Les dominations lombardes et franques
L’invasion des Lombardes (568 apr. J.-C.) se
répandit rapidement dans ce territoire qui
se transforma en point de charnière et de
passage obligé entre le Duché de Spoleteo et
celui de Benevento. La toponomastique révèle
une considérable présence de toponymes
lombardes dans le territoire de la Majella:
il s’agit des toponymes qui présentent les
éléments typiques comme fara, sala, cafaggio,
staffilo. De l’adjectif [h]arimanico,
dérivant du nom hariman qui signifie
“guerrier libre“, pourrait provenir le nom
du village Caramanico. Les preuves de la
vaste présence lombarde sont représentées
par la diffusion capillaire du culte (en
grotte) de San Michele Arcangelo, le saint
guerrier choisi comme protecteur par les
Lombardes convertis, par les nombreux
nécropoles et par la persistance du jus
Longobardum parmi les habitants des Abruzzes
jusqu’au XV siècle.
A la fin du VIII siècle dans le territoire
de Chieti, à la domination lombarde s’ajouta
celle franque (Pépin conquit Chieti le 801
et réunit ce territoire au Duché de
Spoleto), mais les franques exercèrent leur
influence un peu partout à travers les
fondations monastiques. Pendant la période
lombarde- franque surgissent les deux
grandes abbayes bénédictines de San Vincenzo
al Volturno et de San Clemente a Casauria.

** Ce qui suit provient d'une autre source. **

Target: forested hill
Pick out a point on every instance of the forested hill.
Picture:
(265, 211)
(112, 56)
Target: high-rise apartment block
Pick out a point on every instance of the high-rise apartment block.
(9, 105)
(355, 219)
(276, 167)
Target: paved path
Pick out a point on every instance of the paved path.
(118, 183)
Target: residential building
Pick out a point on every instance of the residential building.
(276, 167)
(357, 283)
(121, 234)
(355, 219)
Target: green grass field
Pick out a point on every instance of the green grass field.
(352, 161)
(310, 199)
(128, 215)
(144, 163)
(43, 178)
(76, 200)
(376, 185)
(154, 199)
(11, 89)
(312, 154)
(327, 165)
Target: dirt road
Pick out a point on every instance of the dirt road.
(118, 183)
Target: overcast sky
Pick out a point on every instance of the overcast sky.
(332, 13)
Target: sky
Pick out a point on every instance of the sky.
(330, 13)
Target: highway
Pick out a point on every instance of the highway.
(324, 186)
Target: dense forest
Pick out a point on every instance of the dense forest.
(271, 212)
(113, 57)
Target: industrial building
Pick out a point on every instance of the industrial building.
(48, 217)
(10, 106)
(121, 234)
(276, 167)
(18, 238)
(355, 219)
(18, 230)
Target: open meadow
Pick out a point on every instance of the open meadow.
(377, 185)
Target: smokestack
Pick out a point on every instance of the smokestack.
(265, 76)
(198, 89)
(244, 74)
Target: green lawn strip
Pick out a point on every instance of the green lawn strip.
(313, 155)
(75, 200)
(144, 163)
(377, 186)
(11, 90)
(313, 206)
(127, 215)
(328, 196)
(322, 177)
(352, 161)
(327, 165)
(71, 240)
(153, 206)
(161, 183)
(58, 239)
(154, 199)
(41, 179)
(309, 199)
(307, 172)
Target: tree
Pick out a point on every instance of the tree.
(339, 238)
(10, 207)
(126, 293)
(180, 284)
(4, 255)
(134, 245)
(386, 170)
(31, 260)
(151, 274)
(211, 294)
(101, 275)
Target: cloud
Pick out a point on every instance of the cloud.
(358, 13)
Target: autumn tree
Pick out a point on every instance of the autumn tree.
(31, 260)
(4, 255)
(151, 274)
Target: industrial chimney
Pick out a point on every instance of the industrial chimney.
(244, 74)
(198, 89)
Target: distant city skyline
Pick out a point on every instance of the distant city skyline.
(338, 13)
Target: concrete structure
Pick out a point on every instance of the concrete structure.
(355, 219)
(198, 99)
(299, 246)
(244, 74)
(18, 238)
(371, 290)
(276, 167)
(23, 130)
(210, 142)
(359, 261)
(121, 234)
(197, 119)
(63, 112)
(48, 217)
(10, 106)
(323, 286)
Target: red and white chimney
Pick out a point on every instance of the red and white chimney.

Pendant des siècles, elles ont représenté,
avec l’abbaye de Montecassino, les trois
pôles de référence primaire pour ce qui
concerna les vicissitudes du territoire de
la Majella et d’une grande aire environnante
(elle allait de l’haut cours du fleuve
Sangro jusqu’à la côte adriatique, pour
arriver à la cuvette de Capestrano). Fondée
vers le 703 par le duc de Benevento Gisulfo
I avec l’aide des moines provenant de Farfa,
l’abbaye de San Vincenzo al Volturno se
trouve à une certaine distance des
contreforts méridionaux de la Majella,
cependant elle est située sur la grande voie
dorsale qui relie la Campanie avec les
Abruzzes. L’abbaye de san Clemente, fondée
le 872 par l’empereur Ludovico II, se trouve
sur les flancs septentrionaux du massif et
dans le tronçon qui reçoit la circulation de
la Tiburtina-Valeria et celle provenant de
Amiterno et de la via Sabina.
Le réseau très dense des autres abbayes, des
monastères et des ermitages qui s’étende sur
ce territoire à partir du IX siècle était
dirigé, dans la plupart des cas, par les
trois abbayes bénédictines susnommées. Parmi
les fondations les plus anciennes il y a: l’abbaye
de San Liberatore alla Majella (dans la
commune de Serramonacesca) qui existait du
772, lorsque elle était sous la dépendance
de San Salvatore de Brescia et à partir du
883 elle passa sous la dépendance de
Cassino; l’abbaye de San Salvatore alla
Majella (dans la Commune de Rapino) existant
de la fin du X siècle et peut-être d’origine
autochtone, elle hébergea après un siècle l’abbé
ermite Desiderio de Montecassino, le futur
pape Vittore III; l’ermitage de Santo
Spirito alla Majella (dans la Commune de
Roccamorice), fondé vers l’an 1000 av. J.-
C., qui a été visité par l’abbé Desiderio en
1053 et qui fut le lieu de refuge de Cola di
Rienzo. D’origine très ancienne et peut-être
lombarde sont: la petite église rupestre de
Sant’Angelo in Vetuli qui se trouve au sud
de Sulmona sur la route qui se dirige d’une
part vers Cansano et de l’autre vers Fara
San Martino; le monastère de Santo Spirito
de Fara San Martino; l’ermitage de San
Nicola al Guado di Coccia sur le versant de
Palena; l’église de San Leopardo a Pacentro.